私はふっと息をついた。心のどこかで、安心している自分がいた。全体を見て考えてみれば、ここで恋仲になるよりも、友達でいたほうがはるかに幸せだし、未来は広がる。恋人になってしまえば、終わるかもしれない。友達ならば、終わる可能性は少ない。いつまでも彼と一緒にいたければ、友達でいるほうがどんなにか嬉しい。


「ありがとね。一番の答えだよ」

「伝わってよかった。これからもよろしくな」

「うん、これからも、いつも通りね」


 一時間と少しで終わった小さな攻防戦。私はスマホを放り投げて、ベッドにごろりと横たわった。ひどく、疲れていた。


 友達の垣根を壊しそうになった私を彼はやんわりと押しとどめた。未熟な私の心には、その手腕は見事に感じた。きっと素直な気持ちを言っただけであろうに、私への配慮に満ちた表現は、私を決して傷つけなかった。
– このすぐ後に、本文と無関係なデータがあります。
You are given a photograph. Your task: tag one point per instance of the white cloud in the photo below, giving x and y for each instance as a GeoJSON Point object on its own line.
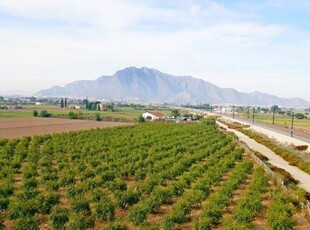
{"type": "Point", "coordinates": [107, 13]}
{"type": "Point", "coordinates": [210, 42]}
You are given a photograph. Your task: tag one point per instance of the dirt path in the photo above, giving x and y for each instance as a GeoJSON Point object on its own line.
{"type": "Point", "coordinates": [274, 159]}
{"type": "Point", "coordinates": [19, 127]}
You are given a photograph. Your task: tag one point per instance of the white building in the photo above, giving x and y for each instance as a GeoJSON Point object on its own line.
{"type": "Point", "coordinates": [153, 115]}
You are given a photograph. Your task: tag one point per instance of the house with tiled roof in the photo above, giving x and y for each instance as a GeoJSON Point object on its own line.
{"type": "Point", "coordinates": [153, 115]}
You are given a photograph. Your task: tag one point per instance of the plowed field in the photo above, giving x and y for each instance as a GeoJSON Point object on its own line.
{"type": "Point", "coordinates": [19, 127]}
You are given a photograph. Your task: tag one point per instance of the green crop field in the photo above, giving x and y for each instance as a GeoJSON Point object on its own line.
{"type": "Point", "coordinates": [147, 176]}
{"type": "Point", "coordinates": [280, 120]}
{"type": "Point", "coordinates": [122, 113]}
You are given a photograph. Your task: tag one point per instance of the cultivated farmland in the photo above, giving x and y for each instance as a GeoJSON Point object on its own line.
{"type": "Point", "coordinates": [19, 127]}
{"type": "Point", "coordinates": [147, 176]}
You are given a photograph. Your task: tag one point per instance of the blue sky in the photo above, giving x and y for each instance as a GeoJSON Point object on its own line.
{"type": "Point", "coordinates": [246, 45]}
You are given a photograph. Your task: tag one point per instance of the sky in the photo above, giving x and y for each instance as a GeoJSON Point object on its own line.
{"type": "Point", "coordinates": [249, 45]}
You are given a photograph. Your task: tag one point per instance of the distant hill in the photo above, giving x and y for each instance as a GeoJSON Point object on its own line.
{"type": "Point", "coordinates": [16, 93]}
{"type": "Point", "coordinates": [151, 85]}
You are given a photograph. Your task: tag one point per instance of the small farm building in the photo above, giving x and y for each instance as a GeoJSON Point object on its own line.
{"type": "Point", "coordinates": [153, 115]}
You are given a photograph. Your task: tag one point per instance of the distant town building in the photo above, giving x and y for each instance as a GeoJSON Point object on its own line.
{"type": "Point", "coordinates": [74, 106]}
{"type": "Point", "coordinates": [153, 115]}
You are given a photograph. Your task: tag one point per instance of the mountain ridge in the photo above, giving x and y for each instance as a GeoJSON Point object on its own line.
{"type": "Point", "coordinates": [152, 86]}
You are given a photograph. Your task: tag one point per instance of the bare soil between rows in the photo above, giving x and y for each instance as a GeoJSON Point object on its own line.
{"type": "Point", "coordinates": [11, 128]}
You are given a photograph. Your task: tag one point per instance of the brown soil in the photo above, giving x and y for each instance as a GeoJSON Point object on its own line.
{"type": "Point", "coordinates": [19, 127]}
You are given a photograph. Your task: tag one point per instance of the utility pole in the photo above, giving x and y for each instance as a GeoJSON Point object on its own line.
{"type": "Point", "coordinates": [233, 112]}
{"type": "Point", "coordinates": [292, 124]}
{"type": "Point", "coordinates": [274, 111]}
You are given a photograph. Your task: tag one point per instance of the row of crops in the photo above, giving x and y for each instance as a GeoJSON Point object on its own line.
{"type": "Point", "coordinates": [119, 178]}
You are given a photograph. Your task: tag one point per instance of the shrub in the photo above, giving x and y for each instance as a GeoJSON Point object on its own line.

 彼はきっと、わかっていた。私がほんの少し寂しかっただけだということを。私の寂しさに流されてなし崩しにつきあって悲惨なことになるよりも、今までの積み重ねとこれからのことを考えてくれた。


 そして私は、恥をかかなかった。彼は私に、恥をかかせなかった。私の弱さを批判することもなく、私を貶めることもなく、笑ってごまかすこともなく。どこまでも真剣に、向き合ってくれたのだろう。私を、大切にしてくれた。


「ごめん、許せ。弱い私を」


 男にふられたときにも流れなかった涙が、じわりと目に浮かぶ。目頭が熱くなる。仲間同士で食事に行ったときの写真を、スマホのアルバムから呼び出して眺めた。平凡なおじさんの彼と、平凡なおばさんの私。ここまで積み上げてきた信頼関係。崩さなくてよかった。崩さずに済んだのは、彼のおかげだった。


「ありがと。あんたとキスは、やっぱりできないわ」


 少し泣いた。考えてみたら、ふられたんだ。ふられた気分ではないけれど。冷ややかに拒否されるより、ずっといい。だって、私たちはこれからも友達。


 心があたたまる。そして、冷えていく。


 ぽっかりとあいた穴を、彼はふさいではくれなかった。


 誰か、いないのか。私を抱きしめてくれる男は。見苦しく私はもがく。誰でもいいわけではなかった。誰でもいいわけではないから。


 もうこんなことの繰り返しは、終わりにしたかった。私の指は、連絡先の中に残っていた昔の彼氏を呼び出した。初めてつきあった男。必ず応じるとわかっている。だから、最後まで残しておいた。


「……クズめ」


 自分に向かって、つぶやいた。それでも、私は。